问题
I feel like I'm missing something obvious. I am trying to test out the distribution of random()
. Here is the table:
create table test (
id int,
random_float float,
random_int int
);
Here is what I want to do:
truncate table test;
insert into test (id)
values (generate_series(1,1000));
update test
set
random_float = random() * 10 + 1;
update test
set
random_int = trunc(random_float);
select
random_int,
count(random_int) as Count,
cast( count(random_int) / max(id) as float) as Percent
from test
group by random_int
order by random_int;
However, the "Percent" column returns zero for every record.
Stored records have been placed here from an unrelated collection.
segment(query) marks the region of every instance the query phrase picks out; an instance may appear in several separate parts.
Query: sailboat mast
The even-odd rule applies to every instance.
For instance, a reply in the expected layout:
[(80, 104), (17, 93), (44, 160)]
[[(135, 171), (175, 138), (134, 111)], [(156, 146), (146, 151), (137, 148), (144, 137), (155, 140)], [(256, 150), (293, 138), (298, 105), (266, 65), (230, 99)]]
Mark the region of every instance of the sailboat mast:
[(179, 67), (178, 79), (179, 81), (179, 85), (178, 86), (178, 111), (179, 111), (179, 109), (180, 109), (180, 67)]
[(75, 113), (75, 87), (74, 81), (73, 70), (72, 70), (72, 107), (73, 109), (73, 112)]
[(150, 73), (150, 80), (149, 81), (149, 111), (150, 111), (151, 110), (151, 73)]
I tried casting it as float, as decimal, I tried changing the random_int
column to decimal instead of integer, always same result.
Here is a fiddle.
Any insight as to what I am doing wrong?
回答1:
You should cast before you divide, but also you were missing a subquery to get the total count from the table. Here's the sample.
select
random_int,
count(random_int) as Count,
cast(count(random_int) as decimal(7,2)) / cast((select count(random_int) from test) as decimal(7,2)) as Percent
from test
group by random_int
order by random_int;
回答2:
Try this query instead:
select
random_int,
count(random_int) as Count,
cast( count(random_int) / max(id) as float) as Percent,
(100.0 * count(random_int) / max(id))::numeric(5,2) as pct
from test
group by random_int
order by random_int;
PostgreSQL has a strong types system. In your case, type is implied by count()
function, which returns bigint
(or int8
) and id
column, which is integer
.
I would recommend using 100.0
as initial multiplier, that'll cause whole expression to be calculated as numeric and will also provide real percents. You might also want to cast to numeric(5,2)
at the end to get rid of too big number.